En el Reino Unido, Teach the Future, un grupo de defensa de los jóvenes, está presionando para que el tema se incluya en todas las clases de los planes de estudios nacionales de Inglaterra, Escocia, Irlanda del Norte y Gales. Tess Corcoran, coordinadora de campaña del proyecto, explica que los profesores necesitarán contar con las herramientas adecuadas para impartir este plan de estudios mejorado:

"Los profesores no saben cómo ayudar a los alumnos con problemas de ansiedad ecológica y eso debería formar parte de la formación del profesorado. Por supuesto, enseñar a los alumnos la realidad de la crisis climática aumentará inevitablemente la ecoansiedad, pero si los profesores saben cómo ayudarles, en última instancia ayudará a todos. La ecoansiedad existirá independientemente de los niveles de educación climática, así que a todos nos beneficia hablar de estos sentimientos y examinar cómo podemos convertir ese miedo en acción".

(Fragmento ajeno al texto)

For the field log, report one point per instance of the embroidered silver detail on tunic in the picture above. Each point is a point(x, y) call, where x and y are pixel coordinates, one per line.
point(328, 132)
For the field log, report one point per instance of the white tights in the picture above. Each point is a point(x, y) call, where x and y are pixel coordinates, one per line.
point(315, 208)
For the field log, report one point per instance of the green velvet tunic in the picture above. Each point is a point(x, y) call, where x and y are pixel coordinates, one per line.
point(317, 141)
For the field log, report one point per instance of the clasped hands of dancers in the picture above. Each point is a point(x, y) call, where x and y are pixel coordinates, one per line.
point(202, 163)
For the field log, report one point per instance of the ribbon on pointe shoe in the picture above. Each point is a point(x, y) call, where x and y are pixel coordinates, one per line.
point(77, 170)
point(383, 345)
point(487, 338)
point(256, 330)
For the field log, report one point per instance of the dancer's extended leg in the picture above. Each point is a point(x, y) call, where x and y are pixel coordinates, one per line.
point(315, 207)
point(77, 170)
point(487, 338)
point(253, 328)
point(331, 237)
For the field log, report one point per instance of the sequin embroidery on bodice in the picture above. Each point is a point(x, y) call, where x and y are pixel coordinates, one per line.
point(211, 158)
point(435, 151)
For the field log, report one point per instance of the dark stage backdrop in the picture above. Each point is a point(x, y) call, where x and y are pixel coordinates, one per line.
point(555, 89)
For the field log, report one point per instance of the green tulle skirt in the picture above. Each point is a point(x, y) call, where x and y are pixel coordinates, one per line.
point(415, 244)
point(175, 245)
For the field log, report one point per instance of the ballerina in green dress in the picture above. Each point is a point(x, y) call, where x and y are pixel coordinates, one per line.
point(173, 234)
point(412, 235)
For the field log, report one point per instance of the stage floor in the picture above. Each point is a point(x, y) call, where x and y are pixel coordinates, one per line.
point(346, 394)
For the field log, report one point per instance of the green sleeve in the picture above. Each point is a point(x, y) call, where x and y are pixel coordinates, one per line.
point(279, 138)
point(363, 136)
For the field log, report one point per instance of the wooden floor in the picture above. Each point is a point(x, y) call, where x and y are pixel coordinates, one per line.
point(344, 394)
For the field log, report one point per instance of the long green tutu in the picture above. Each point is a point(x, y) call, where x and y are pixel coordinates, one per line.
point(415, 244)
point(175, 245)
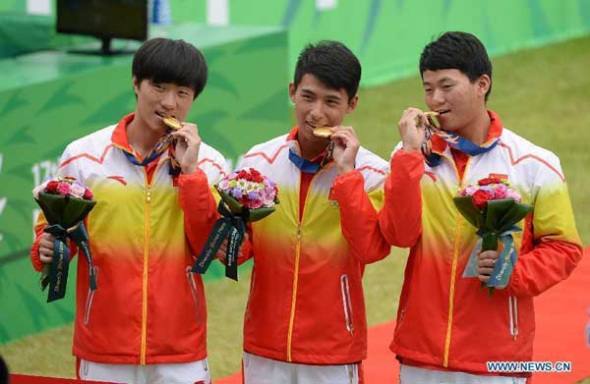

Nueva Zelanda es pionera en este movimiento, al dar a todas las escuelas acceso a información sobre la crisis climática, incluidas herramientas para que los alumnos planifiquen su propio activismo mientras procesan sus sentimientos de ecoansiedad. Mientras tanto, el Ministerio de Educación de Finlandia publicó el pasado otoño nuevas directrices sobre la ansiedad climática para las escuelas. Tras trabajar como asesor en el proyecto finlandés, Pihkala reflexionó sobre sus avances:

"Si vas a una escuela finlandesa cualquiera, probablemente aún no se haya puesto en marcha. Y, por supuesto, en Nueva Zelanda también llevará tiempo. Creo que es inspirador y alentador que en varios lugares del mundo se preste cada vez más atención a este tema. Creo que, en general, necesitamos centrarnos más en el apoyo social para ayudar a educadores y padres a tratar de encontrarse con sus propias emociones, aunque sea difícil. Por suerte, están surgiendo organizaciones en varios países que ofrecen ese tipo de apoyo".

Pero espere, ¿qué hay que hacer?

Nos encontramos en un punto de inflexión en el que la concienciación sobre la ecoansiedad empieza a ser generalizada. Para muchos, el miedo va en aumento, pero encontrar las herramientas adecuadas sigue siendo una lucha.

TALES está decidido a llenar este vacío.

A través de la narración, podemos explorar los mundos que están fuera de nuestra vista y nunca fuera de nuestra mente. Las mitologías que dan forma a estas culturas nos proporcionan los conocimientos originales sobre la vida, la agricultura, la conservación y la supervivencia de los nativos. Sin estas voces, no sabemos qué hacer. Mirar esto desde fuera ya no es una opción. Creemos que en el corazón de estas comunidades están las respuestas que todos necesitamos escuchar y de las que todos necesitamos aprender.

Si dotamos a la próxima generación de espíritu crítico, empatía y compasión, podremos convertir su desesperación en acción.